Lake Malawi occupies one-fifth of the country’s total area. It is the third-largest lake in Africa. Its approximate dimensions are 590 km north to south and 85 km broad at its widest point. The Lake drains an area larger than Malawi itself yet, surprisingly, only one river, the Shire (pronounced “shiray” – the old spelling) flows from it. Eventually, the water spills into the Indian Ocean via the River Zambezi. The surface of the Lake is 470m above sea level. In the north it is quite extraordinarily deep: 700m, plunging well below sea level. This reflects the enormity of the natural faulting of the Great Rift Valley which is the origin of the Lake itself.

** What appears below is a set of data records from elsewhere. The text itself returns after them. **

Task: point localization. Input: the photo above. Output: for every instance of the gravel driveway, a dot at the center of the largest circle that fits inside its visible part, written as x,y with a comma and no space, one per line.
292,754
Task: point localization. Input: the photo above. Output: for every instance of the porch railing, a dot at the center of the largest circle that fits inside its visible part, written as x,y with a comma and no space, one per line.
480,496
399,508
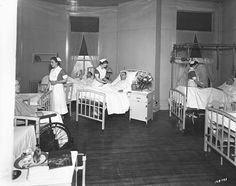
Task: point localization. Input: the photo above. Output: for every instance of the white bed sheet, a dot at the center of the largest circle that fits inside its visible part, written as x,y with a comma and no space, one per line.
198,98
116,102
223,120
33,98
24,138
230,90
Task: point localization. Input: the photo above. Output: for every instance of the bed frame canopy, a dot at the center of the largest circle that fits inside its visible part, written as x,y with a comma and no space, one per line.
190,48
181,55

For much of the year the Lake is placid, a gentle giant, but, especially when strong winds blow north or south, it can become an angry monster. Because of its potentially rich harvest of fish, the Lake plays an important part in the country’s economy. Fishing villages are scattered along the length of the lakeshore and the traditional industry and practices are an attraction to visitors.

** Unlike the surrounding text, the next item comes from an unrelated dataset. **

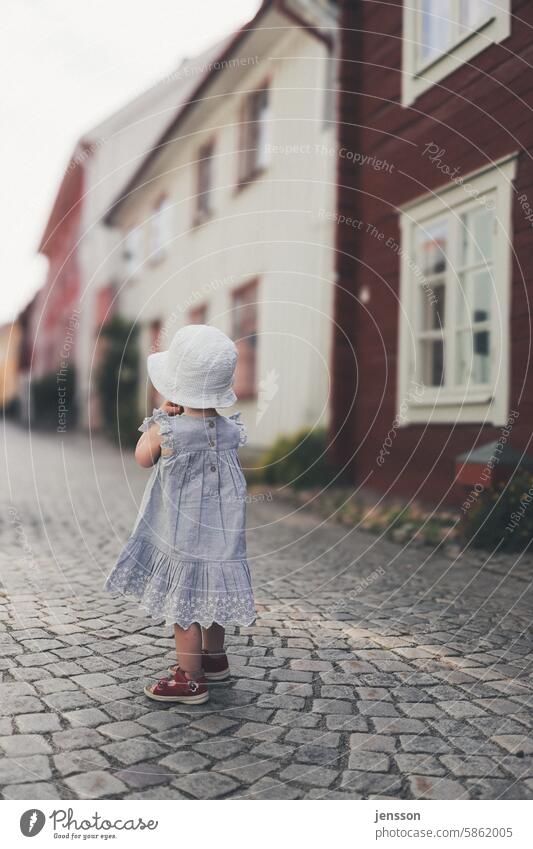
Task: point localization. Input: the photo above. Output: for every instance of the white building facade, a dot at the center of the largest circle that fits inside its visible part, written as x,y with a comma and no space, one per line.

All ATC trips that go to Malawi spend 4 nights on the banks of Lake Malawi, tents can be put upright on the beachfront within a few metres from the gentle lapping waves. Malawi, known as the Warm Heart of Africa, and aptly named so, is a generous and friendly country and one of the best opportunities for clients to truly immerse themselves into the African warmth and way of life. Days can be spent exploring the village, drumming on the beach, swimming, snorkelling, fishing, horse riding, or just sitting back and enjoying the slow pace of Africa. Malawi is also hosting to some of the greatest wood carvings found on our travellers; excellent craftsmanship and quality make it a souvenirs shoppers dream!! Those looking for something more active to do, they can join a local guide and hike up to the Livingstonia mission, a good 6-10 hours round trip which gets the muscles working and allows for great views on the route and from the mission.